Recent data contained in a series of two reports from the Organization for Economic Co-operation and Development has shed light on how Canada compares to other nations with respect to the various aspects concerning health care. The results are troubling but not surprising.
While in some aspects Canada does very well and ranks quite highly in terms of health care, the authors of the reports observed and noted Canada’s health care system shows alarmingly high rates of hospital errors. It the reports found this errors to be very concerning.

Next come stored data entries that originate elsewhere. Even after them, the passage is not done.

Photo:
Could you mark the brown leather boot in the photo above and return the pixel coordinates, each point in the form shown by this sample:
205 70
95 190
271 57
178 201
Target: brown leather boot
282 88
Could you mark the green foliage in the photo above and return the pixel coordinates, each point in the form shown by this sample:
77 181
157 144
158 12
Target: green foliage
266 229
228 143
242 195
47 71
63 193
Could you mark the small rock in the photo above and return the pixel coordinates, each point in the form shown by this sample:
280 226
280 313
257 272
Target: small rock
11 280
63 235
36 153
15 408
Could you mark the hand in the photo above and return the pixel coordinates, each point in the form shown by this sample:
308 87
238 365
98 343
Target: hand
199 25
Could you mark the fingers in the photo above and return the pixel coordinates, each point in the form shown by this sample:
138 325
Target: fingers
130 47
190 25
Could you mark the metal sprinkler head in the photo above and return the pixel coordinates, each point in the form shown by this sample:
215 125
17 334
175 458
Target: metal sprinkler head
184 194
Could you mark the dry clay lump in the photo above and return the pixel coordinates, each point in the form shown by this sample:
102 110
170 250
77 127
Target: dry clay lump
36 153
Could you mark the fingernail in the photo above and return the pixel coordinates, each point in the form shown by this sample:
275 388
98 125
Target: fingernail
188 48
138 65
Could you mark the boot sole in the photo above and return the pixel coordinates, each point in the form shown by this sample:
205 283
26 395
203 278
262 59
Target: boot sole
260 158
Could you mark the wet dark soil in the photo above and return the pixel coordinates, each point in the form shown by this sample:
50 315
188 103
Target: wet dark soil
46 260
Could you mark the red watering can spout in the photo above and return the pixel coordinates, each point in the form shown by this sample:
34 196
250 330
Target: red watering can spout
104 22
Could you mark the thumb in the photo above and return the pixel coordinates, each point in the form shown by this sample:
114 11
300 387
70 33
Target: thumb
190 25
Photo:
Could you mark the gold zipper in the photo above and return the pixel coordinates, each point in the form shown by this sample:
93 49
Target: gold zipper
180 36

Although Canada is ranked quite high in breast cancer survival rates and also has a good record of preventable hospital stays when it comes to complications arising from asthma as well diabetes episodes, the Organization for Economic Co-operation and Development, which comprises 34 member nations, found that residents of Canada tend to be subjected to higher rates of hospital mistakes, unfavourable events, and sadly birth traumas which occur during delivery.
Another disturbing trend in Canada has to do with surgical procedures and foreign objects remaining in individuals who have had surgery. While any object left in a person after surgery is a significant occurrence, the higher rates may reflect on Canada’s diligent process in collecting data related to hospital errors, the OECD report notes.
The OECD report also found in a survey of 11 countries, that Canada had the longest wait times for patients attempting to see medical specialists or to undergo elective surgeries.
The Canadian Institute for Health Information has reviewed the OECD data and has found that these multi-country comparisons are quite useful in assisting in the identification of the various shortcomings in Canada’s health-care system.
In 2009, Canada spent just over 11% of its GDP on health, more than the average of all countries included in the OECD report. Per person spending was also more than the OECD average.
Hopefully these studies will provide an incentive for further studies aimed at identifying why Canada’s hospital’s show these troubling high rates of error. Why does Canada, a relatively prosperous nation with a purported first class health care system, continue to show such high hospital error rates? This important question needs to be addressed so that doctors and hospitals can take the necessary steps to keep their patients safe.